Siempre trato de pensar en cómo se puede sentir una persona que padece algún tipo de problema determinado. Personalmente creo que es la mejor medicina para tratar de ponerse en el lugar de otro, proactivamente, intentando ver la cara de las dificultades con los mismos ojos de quien las sufre. Y de este modo me surge una cuestión ¿alguno de nosotros, ciudadanos de a pie, adquiríamos una casa a sabiendas de que es ilegal o de que en algún momento determinado vaya a ser derruida? Es más ¿alguno de los que me está leyendo se aventuraría en un proceso inversor del que supiera que existe algún riesgo en que lo invertido se fuera al garete? Me da que no.
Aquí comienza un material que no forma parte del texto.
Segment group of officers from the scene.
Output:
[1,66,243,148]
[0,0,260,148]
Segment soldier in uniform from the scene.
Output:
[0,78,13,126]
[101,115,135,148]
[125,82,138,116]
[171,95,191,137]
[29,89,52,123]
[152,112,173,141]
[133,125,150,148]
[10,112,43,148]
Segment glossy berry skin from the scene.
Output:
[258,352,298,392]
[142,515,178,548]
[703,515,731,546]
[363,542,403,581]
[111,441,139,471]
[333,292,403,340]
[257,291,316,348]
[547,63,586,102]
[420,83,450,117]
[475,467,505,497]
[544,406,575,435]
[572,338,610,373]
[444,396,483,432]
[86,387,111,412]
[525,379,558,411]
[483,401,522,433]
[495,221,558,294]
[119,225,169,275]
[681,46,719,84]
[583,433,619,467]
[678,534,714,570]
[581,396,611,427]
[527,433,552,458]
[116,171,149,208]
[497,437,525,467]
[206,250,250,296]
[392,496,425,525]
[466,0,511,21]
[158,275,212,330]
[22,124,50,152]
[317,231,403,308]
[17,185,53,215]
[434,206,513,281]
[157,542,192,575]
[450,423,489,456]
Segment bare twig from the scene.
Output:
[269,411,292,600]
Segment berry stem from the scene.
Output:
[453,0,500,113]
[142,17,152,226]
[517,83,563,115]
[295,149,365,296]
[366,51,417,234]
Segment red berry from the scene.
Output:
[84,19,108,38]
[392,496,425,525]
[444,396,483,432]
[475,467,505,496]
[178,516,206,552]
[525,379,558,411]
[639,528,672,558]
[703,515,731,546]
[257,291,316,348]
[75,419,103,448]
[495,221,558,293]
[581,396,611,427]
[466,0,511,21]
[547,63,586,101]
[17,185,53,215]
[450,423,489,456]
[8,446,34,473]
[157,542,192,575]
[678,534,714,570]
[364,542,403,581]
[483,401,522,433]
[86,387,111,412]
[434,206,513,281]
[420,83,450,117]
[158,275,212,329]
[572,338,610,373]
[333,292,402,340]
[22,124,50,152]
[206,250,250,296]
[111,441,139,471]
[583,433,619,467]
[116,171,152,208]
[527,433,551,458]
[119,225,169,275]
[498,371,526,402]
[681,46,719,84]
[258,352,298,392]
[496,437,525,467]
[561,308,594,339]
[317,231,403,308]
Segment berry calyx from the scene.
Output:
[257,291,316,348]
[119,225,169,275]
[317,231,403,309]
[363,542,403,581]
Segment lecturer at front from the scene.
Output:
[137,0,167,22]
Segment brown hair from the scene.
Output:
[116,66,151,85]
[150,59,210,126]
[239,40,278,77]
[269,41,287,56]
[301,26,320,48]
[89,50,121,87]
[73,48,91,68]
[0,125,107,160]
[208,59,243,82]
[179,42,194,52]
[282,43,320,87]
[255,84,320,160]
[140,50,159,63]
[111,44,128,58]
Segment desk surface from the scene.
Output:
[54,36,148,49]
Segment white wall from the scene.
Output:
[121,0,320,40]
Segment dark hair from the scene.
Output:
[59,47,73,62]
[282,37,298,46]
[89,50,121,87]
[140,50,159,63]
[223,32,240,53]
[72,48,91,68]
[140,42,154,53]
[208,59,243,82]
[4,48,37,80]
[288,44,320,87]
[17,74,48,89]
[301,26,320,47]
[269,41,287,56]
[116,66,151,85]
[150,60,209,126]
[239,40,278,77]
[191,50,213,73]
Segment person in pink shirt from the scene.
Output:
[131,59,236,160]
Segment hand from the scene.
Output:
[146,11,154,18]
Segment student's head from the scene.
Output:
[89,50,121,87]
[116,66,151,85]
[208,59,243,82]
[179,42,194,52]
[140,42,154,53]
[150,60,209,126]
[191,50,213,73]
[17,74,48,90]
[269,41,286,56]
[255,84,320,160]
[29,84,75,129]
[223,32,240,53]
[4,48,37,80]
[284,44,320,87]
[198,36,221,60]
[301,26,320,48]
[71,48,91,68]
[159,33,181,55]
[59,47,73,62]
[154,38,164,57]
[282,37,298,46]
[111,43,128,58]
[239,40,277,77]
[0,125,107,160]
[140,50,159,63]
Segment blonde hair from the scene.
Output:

Licencias, planes urbanísticos, recalificaciones, procesos administrativos, informes medioambientales, planes de ordenación urbana, impacto visual o ambiental, es meridiano que todos los que alguna vez hemos comprado una casa hemos pensado en todos estos factores colaterales que... Ah, ¿no? ... Pues no, claro que no; el sistema de legalidad vigente se supone que nos protege de todo ello.
¿Quiénes son los cucos en esta historia?¿Qué medios de defensa tienen los propietarios de antes todo y ahora nada?
Si usted que está leyendo estos pensamientos fuera un afectado de estos desaguisados, ¿cómo se sentiría?Espero y confío en que todos los anhelos de tantos conciudadanos no vuelen, o peor, no se violen sus derechos como tales, sin esperar a que Jack Nicholson nos convenza a todos de lo contrario.